Por lo tanto, si somos conscientes de que el conflicto en una convivencia es inevitable, querremos aprender a manejarnos con él para evitar transformar las discusiones en peleas. Porque está claro que lo que daña y deteriora una relación de pareja no es la situación conflictiva en sí, sino el mal manejo que hacemos de ella.

Discusiones: una cuestión de formas

Cuando discutimos, “las maneras” sí hacen la diferencia. No olvidemos que, con frecuencia, las palabras pueden convertirse en un arma tan destructiva para el otro que provoque que el amor se transforme en rencor, y esta herida termina deteriorando lenta e irremediablemente la relación de pareja.

Muchas veces lo que molesta no es lo que el otro dice, sino cómo lo dice

Las acusaciones del tipo “tú dices”, “tú haces”, “tú eres…” no ayudan en absoluto. Lo mejor es no emitir juicios de valor sobre la otra persona, sino explicarle qué me pasa a mí cuando él se porta de tal o cual manera.

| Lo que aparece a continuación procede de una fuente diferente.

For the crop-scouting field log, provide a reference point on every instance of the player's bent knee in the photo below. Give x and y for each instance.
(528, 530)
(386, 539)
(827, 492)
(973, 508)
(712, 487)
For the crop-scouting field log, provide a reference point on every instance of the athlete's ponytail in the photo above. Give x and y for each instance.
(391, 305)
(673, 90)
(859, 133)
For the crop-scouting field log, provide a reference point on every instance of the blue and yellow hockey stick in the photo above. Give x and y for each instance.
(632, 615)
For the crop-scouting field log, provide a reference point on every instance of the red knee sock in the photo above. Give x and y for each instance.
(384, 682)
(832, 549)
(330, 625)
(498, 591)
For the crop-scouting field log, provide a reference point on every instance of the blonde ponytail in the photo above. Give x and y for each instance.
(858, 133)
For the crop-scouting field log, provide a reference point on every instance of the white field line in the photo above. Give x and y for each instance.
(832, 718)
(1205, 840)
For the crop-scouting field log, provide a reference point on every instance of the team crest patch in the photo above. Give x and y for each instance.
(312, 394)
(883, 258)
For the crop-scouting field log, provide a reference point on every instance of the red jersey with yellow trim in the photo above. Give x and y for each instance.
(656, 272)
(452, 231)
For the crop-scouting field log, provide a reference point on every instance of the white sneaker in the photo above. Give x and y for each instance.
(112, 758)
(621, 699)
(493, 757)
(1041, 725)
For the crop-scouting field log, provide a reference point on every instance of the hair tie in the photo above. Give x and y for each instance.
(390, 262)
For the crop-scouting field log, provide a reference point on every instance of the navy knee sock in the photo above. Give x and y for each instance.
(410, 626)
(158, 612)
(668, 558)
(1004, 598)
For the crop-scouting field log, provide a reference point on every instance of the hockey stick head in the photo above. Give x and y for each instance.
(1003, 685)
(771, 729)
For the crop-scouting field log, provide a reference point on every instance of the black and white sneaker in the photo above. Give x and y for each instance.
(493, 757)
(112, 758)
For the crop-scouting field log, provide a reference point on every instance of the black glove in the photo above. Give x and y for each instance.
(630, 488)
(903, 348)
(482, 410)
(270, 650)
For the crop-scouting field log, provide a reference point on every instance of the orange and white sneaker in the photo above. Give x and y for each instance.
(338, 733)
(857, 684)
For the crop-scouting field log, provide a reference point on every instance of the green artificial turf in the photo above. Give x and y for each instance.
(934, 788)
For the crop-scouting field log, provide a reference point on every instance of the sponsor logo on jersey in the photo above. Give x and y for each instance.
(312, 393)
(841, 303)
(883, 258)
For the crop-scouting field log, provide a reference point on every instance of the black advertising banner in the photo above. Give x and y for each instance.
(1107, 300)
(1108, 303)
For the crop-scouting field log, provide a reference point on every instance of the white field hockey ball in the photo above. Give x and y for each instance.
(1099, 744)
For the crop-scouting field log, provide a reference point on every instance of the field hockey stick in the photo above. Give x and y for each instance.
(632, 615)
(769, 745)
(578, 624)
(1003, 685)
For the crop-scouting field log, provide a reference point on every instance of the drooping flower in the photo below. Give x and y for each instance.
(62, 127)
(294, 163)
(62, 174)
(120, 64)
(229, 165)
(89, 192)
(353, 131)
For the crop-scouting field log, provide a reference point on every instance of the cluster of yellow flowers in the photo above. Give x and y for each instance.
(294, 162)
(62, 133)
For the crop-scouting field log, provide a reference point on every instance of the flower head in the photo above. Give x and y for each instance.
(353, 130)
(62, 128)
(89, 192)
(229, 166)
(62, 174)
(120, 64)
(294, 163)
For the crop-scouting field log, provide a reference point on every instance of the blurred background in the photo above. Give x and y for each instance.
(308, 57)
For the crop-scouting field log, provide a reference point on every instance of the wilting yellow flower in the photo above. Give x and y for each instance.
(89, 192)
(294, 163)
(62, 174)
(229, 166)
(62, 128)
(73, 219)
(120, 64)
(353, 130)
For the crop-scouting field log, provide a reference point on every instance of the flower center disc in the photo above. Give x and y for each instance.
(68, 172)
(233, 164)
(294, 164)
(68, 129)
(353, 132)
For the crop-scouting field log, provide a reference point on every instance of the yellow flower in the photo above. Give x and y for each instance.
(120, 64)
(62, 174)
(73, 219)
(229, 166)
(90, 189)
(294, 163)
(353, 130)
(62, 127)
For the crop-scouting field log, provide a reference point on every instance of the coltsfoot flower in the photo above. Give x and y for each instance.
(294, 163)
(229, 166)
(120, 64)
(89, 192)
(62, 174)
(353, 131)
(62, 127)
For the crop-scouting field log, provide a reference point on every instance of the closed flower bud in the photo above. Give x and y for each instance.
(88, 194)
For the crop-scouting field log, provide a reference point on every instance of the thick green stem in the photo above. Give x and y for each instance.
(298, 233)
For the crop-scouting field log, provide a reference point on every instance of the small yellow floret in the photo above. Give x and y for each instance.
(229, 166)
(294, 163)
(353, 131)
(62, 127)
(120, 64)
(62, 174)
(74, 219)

Entonces, la frase ideal sería algo así como: “Cuando tú dices…, yo me siento…” Es más constructivo hablar de lo que me pasa a mí que de lo que hace el otro.

Poner el foco en las soluciones

La otra pauta que debemos tener en cuenta a la hora de discutir es orientarnos siempre hacia la búsqueda de soluciones En muchos casos, pensamos que el juego está en “ganar” o “perder”, “imponerse” o “ceder” y, sin embargo, el criterio debería ser si la solución es más o menos resolutiva. Así, encontraremos salidas originales y eficaces.

Un ejemplo: Marta y Juan se encuentran en una etapa de crisis con frecuentes discusiones. Ese fin de semana llega a la ciudad la madre de Juan. Marta puede optar por continuar enfadada con su pareja y permanecer al margen de la visita de su suegra, –con el malestar que esto conlleva–, o bien tomar una postura más reconciliadora en la que, por el bien de la pareja y en un intento de buscar una solución, ella adopte una actitud cordial con ambos. Puede que a Marta no le apetezca hacer esto, pero es una conducta mucho más constructiva, ya que lo contrario sería sumar conflicto al conflicto.

Si queremos construir un vínculo sano y sólido, no hay ganadores ni perdedores. La ganancia o la pérdida tras una discusión es para los dos.

Muchas personas confunden ceder con someterse, cuando ceder ante la pareja, no siempre se hace desde la sumisión. Es más, muchas veces es el mejor síntoma de madurez e inteligencia frente a un problema.